In a recent press release, the senators stated the following:
"During the upcoming negotiations over the bargaining agreement, we write to ask that the Major League Baseball Players Association agree to a prohibition on the use of all tobacco products at games and on camera at all Major League ballparks. This would send a strong message to young baseball fans, who look toward the players as role models, that tobacco use is not essential to the sport of baseball."
While the intention to prevent bad examples from being set for youth watching across the country is certainly good, I truly don't see much smokeless tobacco usage on televised games. It seems to me, this issue was much more prevalent a couple decades ago. Perhaps this group of political old timers is still living in the past.
Reached for comment on this matter, veteran of 12 Major League seasons Lenny Dykstra said, "Ptooey!"
Perhaps the use of tobacco isn't the most appealing thing for children to witness while viewing a professional baseball game, but that also applies to spitting, physical crotch adjustments, usage of profanity, fighting, snot rockets, cheating, as well as Tim McCarver's commentary.
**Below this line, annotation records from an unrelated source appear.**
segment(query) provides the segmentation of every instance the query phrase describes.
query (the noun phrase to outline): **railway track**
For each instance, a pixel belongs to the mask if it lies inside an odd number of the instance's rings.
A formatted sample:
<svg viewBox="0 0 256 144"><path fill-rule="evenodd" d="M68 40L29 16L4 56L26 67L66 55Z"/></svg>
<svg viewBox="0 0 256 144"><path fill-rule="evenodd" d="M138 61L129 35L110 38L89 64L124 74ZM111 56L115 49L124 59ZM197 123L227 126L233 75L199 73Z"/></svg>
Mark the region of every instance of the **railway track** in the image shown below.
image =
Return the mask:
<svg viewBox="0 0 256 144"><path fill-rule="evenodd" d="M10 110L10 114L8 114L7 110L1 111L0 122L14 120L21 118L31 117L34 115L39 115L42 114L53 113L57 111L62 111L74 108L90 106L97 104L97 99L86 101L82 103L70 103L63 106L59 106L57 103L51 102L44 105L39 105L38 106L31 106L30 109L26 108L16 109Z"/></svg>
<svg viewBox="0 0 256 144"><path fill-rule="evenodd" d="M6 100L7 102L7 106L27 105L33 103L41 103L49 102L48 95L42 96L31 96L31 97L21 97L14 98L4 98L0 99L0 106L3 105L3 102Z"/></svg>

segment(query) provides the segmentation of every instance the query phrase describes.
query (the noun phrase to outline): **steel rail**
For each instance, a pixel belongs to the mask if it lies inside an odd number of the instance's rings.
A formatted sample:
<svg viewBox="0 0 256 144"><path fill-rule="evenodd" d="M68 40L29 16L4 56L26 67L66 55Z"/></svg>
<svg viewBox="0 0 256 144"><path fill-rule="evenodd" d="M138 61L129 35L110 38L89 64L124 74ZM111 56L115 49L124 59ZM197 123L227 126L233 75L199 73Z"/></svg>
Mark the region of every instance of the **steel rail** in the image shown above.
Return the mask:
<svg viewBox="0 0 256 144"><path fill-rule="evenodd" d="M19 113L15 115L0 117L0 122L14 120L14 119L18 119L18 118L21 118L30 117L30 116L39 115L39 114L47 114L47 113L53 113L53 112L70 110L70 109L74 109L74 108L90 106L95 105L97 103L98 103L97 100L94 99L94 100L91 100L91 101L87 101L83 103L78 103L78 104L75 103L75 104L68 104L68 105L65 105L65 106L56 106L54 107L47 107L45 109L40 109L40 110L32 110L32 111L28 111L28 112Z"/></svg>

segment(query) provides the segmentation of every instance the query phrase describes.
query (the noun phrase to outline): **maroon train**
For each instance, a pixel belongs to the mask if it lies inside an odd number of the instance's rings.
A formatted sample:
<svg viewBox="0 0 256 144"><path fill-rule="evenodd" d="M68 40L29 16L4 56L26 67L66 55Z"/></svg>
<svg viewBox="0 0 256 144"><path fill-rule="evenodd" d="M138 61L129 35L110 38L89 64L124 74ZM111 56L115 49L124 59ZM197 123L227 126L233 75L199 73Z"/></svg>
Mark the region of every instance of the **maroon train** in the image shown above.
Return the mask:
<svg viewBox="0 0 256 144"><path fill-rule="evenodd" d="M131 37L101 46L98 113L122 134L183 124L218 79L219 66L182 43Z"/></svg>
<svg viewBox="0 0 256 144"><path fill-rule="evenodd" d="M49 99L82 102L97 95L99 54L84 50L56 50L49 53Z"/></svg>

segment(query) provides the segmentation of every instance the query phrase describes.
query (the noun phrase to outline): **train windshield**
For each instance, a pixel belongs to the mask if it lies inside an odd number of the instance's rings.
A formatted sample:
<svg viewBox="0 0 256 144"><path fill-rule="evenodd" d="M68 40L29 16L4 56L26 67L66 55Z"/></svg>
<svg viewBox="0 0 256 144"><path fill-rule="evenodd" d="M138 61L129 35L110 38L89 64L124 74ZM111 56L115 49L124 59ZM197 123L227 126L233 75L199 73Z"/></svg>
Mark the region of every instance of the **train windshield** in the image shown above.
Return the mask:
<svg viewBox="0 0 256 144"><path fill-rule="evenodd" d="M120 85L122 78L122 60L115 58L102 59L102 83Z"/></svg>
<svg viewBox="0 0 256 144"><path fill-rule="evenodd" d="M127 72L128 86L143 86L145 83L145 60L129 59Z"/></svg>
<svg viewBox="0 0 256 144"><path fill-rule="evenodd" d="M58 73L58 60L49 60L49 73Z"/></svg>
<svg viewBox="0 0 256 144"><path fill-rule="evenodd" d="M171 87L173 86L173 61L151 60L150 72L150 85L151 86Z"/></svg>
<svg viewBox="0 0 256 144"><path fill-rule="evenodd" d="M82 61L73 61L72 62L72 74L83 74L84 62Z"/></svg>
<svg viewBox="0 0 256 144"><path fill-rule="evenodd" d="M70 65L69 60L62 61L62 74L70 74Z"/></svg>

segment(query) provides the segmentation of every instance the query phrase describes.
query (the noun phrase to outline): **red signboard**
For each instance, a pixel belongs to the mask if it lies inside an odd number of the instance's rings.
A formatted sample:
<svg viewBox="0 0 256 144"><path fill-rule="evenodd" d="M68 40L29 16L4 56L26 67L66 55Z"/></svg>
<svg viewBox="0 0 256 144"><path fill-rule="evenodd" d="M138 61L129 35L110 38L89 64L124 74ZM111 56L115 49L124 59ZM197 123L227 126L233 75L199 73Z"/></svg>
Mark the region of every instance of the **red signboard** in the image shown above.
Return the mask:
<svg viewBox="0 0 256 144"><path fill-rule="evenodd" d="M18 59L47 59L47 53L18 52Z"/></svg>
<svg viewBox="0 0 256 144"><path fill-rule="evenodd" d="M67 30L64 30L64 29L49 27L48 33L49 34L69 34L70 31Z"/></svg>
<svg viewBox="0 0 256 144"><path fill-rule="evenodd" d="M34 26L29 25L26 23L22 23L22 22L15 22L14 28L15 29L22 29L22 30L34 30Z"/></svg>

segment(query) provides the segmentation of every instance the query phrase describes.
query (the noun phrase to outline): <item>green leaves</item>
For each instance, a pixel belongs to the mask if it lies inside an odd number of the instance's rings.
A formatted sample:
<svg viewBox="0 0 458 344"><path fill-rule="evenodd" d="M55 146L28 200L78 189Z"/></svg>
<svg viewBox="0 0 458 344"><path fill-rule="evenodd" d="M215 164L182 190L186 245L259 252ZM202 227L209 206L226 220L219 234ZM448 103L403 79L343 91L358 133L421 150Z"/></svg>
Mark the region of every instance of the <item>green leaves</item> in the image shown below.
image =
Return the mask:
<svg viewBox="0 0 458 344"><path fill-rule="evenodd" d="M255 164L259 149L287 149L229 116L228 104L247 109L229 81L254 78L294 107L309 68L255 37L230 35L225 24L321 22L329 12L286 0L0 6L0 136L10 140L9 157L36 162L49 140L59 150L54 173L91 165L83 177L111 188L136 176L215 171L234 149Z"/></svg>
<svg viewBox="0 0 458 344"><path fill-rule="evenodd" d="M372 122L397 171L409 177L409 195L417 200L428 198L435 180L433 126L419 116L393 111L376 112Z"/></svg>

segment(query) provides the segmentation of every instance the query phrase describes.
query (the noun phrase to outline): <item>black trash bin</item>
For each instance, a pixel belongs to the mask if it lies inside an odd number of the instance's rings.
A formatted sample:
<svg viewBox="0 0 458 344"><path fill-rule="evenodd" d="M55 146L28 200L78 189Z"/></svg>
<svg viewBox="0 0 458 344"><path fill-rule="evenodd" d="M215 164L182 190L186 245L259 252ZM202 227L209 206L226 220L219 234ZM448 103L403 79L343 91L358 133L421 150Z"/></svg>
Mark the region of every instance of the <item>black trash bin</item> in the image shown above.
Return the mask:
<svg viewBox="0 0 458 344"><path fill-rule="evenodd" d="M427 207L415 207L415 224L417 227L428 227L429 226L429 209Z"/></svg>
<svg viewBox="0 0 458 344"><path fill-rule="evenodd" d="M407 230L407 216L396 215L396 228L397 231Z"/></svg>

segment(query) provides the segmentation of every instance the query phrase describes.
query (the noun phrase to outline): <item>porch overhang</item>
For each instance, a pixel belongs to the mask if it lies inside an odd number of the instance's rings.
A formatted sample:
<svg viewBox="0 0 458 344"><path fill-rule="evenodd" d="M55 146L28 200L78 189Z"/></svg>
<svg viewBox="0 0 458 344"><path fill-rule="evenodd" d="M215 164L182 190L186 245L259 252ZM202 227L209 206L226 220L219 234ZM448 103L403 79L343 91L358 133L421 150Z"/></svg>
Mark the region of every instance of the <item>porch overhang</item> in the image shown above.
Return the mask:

Are those also suitable problems for the senate to address?
The fact of the matter is that athletes are adults and adults do things that children should not do. It's up to the parental figures in those youngsters' lives to guide and advise them on the ways of proper conduct in life. Unless the government is interested in banning a dozen other things done by players during live broadcasts, there will still be poor examples set for children on a daily basis, just like any other non-TV-Y rated program on broadcast television.